18. Re-computation of the compensation is as follows: -
(i) Expenses relating to treatment, hospitalization, Rs.94,847/-
medicines Nourishing food and miscellaneous expenditure Rs.30,000/-
Transportation Rs.2,000/-
Pecuniary damages (Special Damages) Total= Rs.1,26,847/-
(ii) Loss of earnings (and other gains) which the injured Under would have made had he not been injured, comprising:
(a) Loss of earning during the period of treatment; a. Rs.52,00/-
(b) Loss of future earnings on account of permanent b. Rs.52,00/-x 30% = Rs.1560/-
disability Rs.1560/- x 12 x18 =
Rs.3,36,960/-
and 40%
Future Prospect =Rs.4,71,744/-
(Rs.3,36,960/- + Rs.1,34,784/-)
Total Rs.4,71,744/-
(30% functional disability)
(iii Future medical expenses NIL
)
(iv) Damages for pain, suffering and trauma Rs.1,00,000/-
(v) Loss of amenities (and/or loss of prospects of Rs.30,000/- marriage)
(vi) Loss of expectation of life (shortening of normal NIL longevity) Total Rs.7,33,791/-
19. Accordingly, the total compensation awarded Rs. 7,33,791/-.
20. So far, contributory negligence is concerned, the amount of 25% shall be deducted as no evidence has been placed by the claimant/applicant that it was not -12- because of the negligence on the part of the claimant. Accordingly, after deducting 25% which remains as considered by the learned Tribunal, the amount comes to Rs. 7,33,791/- minus (Rs.7,33,791/- x 25% as contributory negligence = Rs.1,83,447.75/-) = Rs.5,50,343.25/-, the same shall be considered as rounded-up of Rs.5,50,344/- which shall be paid along with simple interest @7.5% per annum from the date of filing of the claim application till the date of indemnifying the award.

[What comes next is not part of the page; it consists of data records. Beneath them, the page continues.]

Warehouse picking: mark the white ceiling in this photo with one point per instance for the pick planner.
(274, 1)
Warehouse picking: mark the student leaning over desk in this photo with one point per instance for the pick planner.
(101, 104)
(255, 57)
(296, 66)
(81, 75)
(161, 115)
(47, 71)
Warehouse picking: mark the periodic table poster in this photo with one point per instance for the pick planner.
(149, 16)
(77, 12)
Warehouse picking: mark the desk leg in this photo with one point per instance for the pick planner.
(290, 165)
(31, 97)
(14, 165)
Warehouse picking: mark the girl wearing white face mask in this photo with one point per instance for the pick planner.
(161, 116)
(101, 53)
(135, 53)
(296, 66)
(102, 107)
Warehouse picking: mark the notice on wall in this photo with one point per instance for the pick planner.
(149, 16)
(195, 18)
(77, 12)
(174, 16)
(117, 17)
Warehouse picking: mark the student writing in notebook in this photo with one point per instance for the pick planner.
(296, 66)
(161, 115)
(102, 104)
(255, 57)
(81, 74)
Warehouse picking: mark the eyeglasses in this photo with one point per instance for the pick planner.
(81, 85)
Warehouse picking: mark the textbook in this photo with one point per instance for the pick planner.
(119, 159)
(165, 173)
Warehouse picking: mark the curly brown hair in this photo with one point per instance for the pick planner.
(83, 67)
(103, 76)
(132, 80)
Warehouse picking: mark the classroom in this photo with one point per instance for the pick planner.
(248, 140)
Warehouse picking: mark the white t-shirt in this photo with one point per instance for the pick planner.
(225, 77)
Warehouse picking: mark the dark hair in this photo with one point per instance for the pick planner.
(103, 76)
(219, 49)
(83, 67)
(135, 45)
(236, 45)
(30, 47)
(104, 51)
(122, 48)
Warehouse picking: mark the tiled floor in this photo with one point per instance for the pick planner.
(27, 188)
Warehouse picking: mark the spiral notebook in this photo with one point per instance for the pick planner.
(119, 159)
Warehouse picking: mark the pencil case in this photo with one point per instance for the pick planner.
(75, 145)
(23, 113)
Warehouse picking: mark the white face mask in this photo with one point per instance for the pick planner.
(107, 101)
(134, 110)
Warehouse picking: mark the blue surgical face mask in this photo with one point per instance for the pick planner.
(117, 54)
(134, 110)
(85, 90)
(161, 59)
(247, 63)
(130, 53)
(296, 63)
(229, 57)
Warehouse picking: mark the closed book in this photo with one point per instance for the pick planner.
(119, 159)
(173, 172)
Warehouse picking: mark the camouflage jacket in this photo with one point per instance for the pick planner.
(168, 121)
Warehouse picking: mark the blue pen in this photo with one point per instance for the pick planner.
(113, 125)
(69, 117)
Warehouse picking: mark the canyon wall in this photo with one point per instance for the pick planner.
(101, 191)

21. The statutory amount deposited by Insurance Company before this Court at the time of the filing of the appeal shall be remitted to the learned Tribunal by the learned Registrar General of this Court, within a period of four weeks so as to indemnify the claimant after due notice and verification.
22. However, if the amount already paid under Section 140 M.V. Act or pursuant to the impugned award passed by the learned Tribunal shall be deducted. The balance amount shall be indemnified to the claimant/injured/claimant within a reasonable time as the accident is of dated 10.01.2012.
23. M.A. No.194 of 2018 is dismissed whereas M.A. No.232 of 2018 is allowed.